A 4-D array shaped (N, C, H, W)N patches, C covariate channels, spatial H x W.

feature_dim, proj_dim

Integer widths of the backbone output and the contrastive projection head.

queue_size

Integer K – number of negatives stored in the FIFO dictionary queue.

momentum

Numeric in (0, 1) – EMA coefficient for the key encoder (MoCo paper default is 0.999).

temperature

Numeric > 0 – InfoNCE temperature (MoCo v2 default is 0.07).

batch_size, epochs, lr

Integer / numeric – Adam optimiser hyperparameters.

crop_ratio

Numeric length-2 vector – random-resized-crop ratio range.

flip_prob, rot90_prob

Probabilities of horizontal / vertical flip and 90-deg rotation.

channel_drop_prob

Probability of zeroing any given channel independently.

cutout_prob, cutout_size_ratio

Probability of spatial cutout and its size ratio.

brightness_jitter

Numeric [0, 1) – per-channel multiplicative brightness range.

noise_sd

Numeric >= 0 – additive-noise standard deviation.

seed, verbose

As elsewhere in the package.

Value

An edaphos_foundation_moco S3 object containing the fitted query encoder (use foundation_moco_embed() to extract embeddings), the key encoder, the training loss history and the configuration.

Details

  • A momentum key encoder updated by exponential moving average: \(\theta_k \leftarrow m\,\theta_k + (1-m)\,\theta_q\).

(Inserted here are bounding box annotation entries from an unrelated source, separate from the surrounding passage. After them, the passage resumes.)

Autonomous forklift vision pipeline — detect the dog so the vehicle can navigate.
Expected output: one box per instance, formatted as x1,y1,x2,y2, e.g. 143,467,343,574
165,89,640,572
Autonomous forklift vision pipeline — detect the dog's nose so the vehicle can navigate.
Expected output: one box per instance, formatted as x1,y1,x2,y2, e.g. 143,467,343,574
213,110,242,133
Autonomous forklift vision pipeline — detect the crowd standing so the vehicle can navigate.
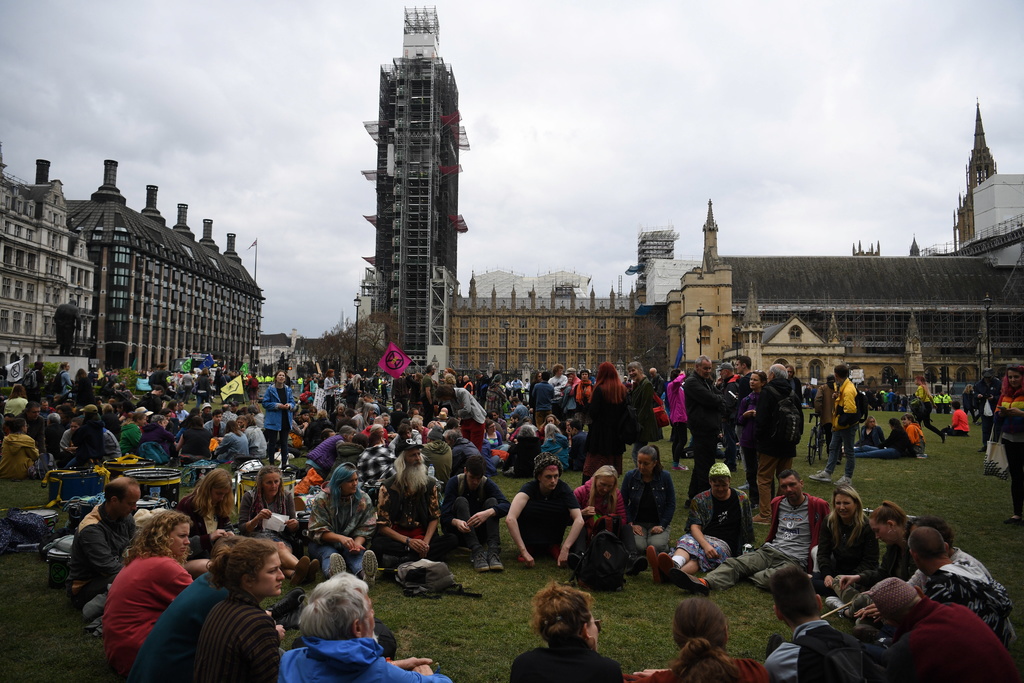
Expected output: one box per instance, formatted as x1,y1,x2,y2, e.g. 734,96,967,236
0,355,1024,682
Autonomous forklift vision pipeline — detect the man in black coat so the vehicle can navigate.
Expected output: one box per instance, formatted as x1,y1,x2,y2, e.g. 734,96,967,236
683,355,724,505
754,364,803,524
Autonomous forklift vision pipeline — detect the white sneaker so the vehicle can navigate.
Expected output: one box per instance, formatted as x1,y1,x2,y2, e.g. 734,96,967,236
362,550,377,586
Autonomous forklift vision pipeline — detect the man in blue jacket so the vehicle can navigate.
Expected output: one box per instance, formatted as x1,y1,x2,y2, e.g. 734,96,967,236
278,573,452,683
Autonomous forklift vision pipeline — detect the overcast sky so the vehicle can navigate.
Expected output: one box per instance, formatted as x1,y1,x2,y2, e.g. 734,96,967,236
0,0,1024,336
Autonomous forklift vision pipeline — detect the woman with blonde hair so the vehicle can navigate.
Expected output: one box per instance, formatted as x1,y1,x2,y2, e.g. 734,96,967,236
177,469,234,571
193,539,285,683
510,582,623,683
103,510,191,676
635,598,769,683
811,486,879,608
239,465,319,586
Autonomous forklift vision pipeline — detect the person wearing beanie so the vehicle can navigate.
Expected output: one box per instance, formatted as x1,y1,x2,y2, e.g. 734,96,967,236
865,577,1021,683
505,454,584,568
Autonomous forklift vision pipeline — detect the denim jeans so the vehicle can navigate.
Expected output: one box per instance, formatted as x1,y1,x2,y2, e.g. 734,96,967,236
825,426,857,479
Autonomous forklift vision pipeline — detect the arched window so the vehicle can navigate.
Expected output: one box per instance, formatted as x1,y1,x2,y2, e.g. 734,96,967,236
807,358,825,384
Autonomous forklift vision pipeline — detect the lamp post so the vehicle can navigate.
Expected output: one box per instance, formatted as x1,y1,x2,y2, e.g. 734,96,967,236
984,292,992,368
352,296,362,374
697,304,705,355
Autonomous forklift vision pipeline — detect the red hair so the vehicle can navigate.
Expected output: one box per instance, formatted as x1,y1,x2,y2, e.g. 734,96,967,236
595,360,626,403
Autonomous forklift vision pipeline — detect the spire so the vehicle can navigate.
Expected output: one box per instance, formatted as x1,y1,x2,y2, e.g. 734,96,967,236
974,102,988,152
743,281,761,325
700,200,719,272
828,311,839,344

  • A dictionary queue of past keys, so every mini-batch sees K negatives rather than 2B - 2.

  • A wider residual CNN backbone (~feature_dim = 64 by default) followed by a 2-layer projection head with BatchNorm, matching the MoCo v2 recipe.

The augmentation stack is tuned for multi-channel raster patches rather than natural photographs: spatial random resized crop, horizontal / vertical flip, 90-degree rotations, per-channel Bernoulli dropout (missing-band simulation), spatial cutout (cloud-mask simulation), per-channel multiplicative brightness jitter, and additive Gaussian sensor noise.